Gladia API using asyncio and aiohttpwith Python

Whisper
Transcription
asyncio
aiohttp
Author

Francisco Mussari

Published

March 19, 2024

Introduction

Discovering Gladia

Gladia unveils a great “Speech-to-Text” service, powered by their Whisper-Zero ASR technology. You can begin this exploration free with a generous 10 hours of audio transcriptions per month.

Usage and Documentation

While Gladia’s documentation and API reference offers Python examples for both pre-recorded and live (streaming) scenarios, a crucial element remains unaddressed: integration with Python’s asyncio.

Asyncio with Gladia

This post delves into harnessing asyncio with the Gladia API, enabling applications to execute multiple tasks in parallel.

We’ll navigate into through the transcription process, which involves several I/O bound tasks:

  1. Uploading audio files
  2. Initiating the transcription job
  3. Awaiting completion of the transcription

Configuring your account

You can go to the Getting Started section in the documentation to configure your account and get an API key.

Resources

Asyncio with Gladia: A Step-by-Step Guide

Import Libraries

import asyncio
import aiohttp
import requests
import os
import sys

# This two lines allow asyncio to be used in Jupyter Notebooks
import nest_asyncio
nest_asyncio.apply()

from pathlib import Path
from typing import List, Optional
from time import perf_counter

Get API Key

if "google.colab" in sys.modules:
    # If running in Colab
    from google.colab import userdata
    x_gladia_key = userdata.get('GLADIA_API_KEY')
else:
    from dotenv import load_dotenv
    load_dotenv("creds/.env")
    x_gladia_key = os.environ.get('GLADIA_API_KEY')

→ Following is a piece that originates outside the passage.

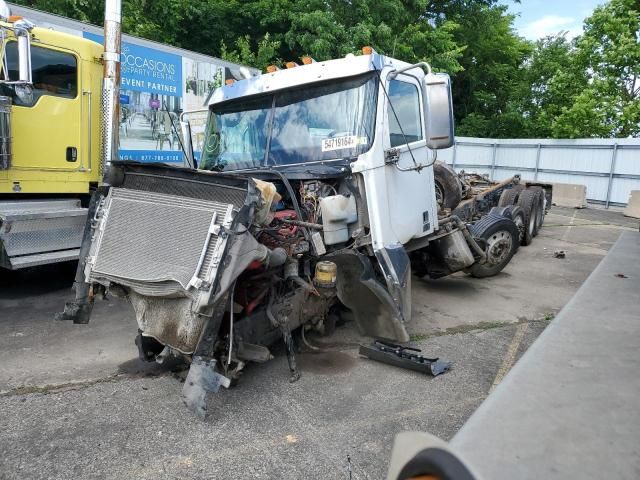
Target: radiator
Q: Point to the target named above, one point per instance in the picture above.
(158, 244)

Context manager to measure time

# https://stackoverflow.com/a/69156219

class catchtime:
    def __enter__(self):
        self.start = perf_counter()
        return self

    def __exit__(self, type, value, traceback):
        self.seconds = round(perf_counter() - self.start, 2)
        m, s = divmod(self.seconds, 60)
        self.m, self.s = int(m), round(s, 1)
        self.readout = f'Time: {self.seconds:.3f} seconds'

Python Async Functions

async def process_response(
    response: aiohttp.client_reqrep.ClientResponse
) -> Optional[dict]:
    """Process aiohttp requests
    """
    if response.status not in (200, 201):
        print(f"- Request failed with status: {response.status}")
        json_response = await response.text()
        print(f"Json Response: {json_response}")
        print('- End of work');
        return None
    else:
        print("- Request successful")
        return await response.json()


async def async_make_request(
    session: aiohttp.client.ClientSession, 
    url: str, headers: dict, 
    method: str = "GET", 
    data: aiohttp.formdata.FormData = None, 
    json: dict = None
) -> Optional[dict]:
    """Send aiohttp requests
    """
    if method == "POST":
        async with session.post(
            url, headers=headers, data=data, json=json
        ) as response:
            return await process_response(response)
    else:
        async with session.get(url, headers=headers) as response:
            return await process_response(response)


async def a_upload_file(
    session: aiohttp.client.ClientSession, 
    file_path: Path
) -> dict:
    """Upload audio file to Gladia
    """

    with catchtime() as t:
        file_name = str(file_path.with_suffix(''))
        content_type = f"audio/{file_path.suffix[1:]}"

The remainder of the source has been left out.